In response to an additional order paper question from Bezan about to what degree defence personnel were equipped with necessary PPE since Jan. 1, documents show that on March 31, the National Defence stockpile was listed at: 5,955 gowns, 1,509,600 surgical masks, 106,353 N95 masks, 1,731 ,700 pairs of gloves, and 2,346 face shields.
"The Canadian Forces Health Services Group placed a number of bulk and individual orders to supplement National Defence's medical-grade personal protective equipment stockpile. As of May 11, 2020, the Canadian Forces Health Services Group has received an additional 600 gowns, 1,500 surgical masks, 1,200 N95 masks, 224,825 medical-grade gloves, and 10,560 face shields," the document reads.

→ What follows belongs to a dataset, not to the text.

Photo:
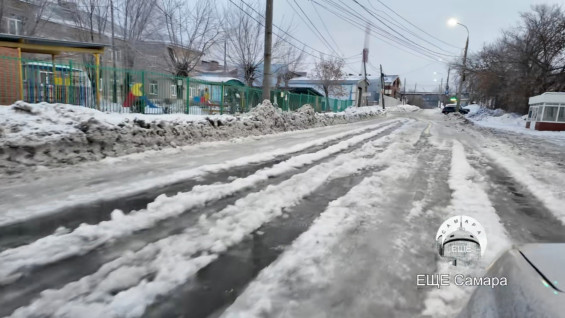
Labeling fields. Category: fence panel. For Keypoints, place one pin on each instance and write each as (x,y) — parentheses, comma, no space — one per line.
(137,91)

The memo notes that these numbers don’t include non-medical-grade PPE or materials sourced by Procurement Canada on behalf of the government at large.
"National Defence continues to closely monitor medical personal protective equipment stockpile levels and to receive new equipment to ensure Canadian Armed Forces members have the necessary."
Military personnel were deployed to a number of long-term care homes in Ontario and Quebec under Operation LASER to assist front-line workers with the mass spread of the virus in these facilities. The Canadian Red Cross has filled the gaps in service since they departed in early July.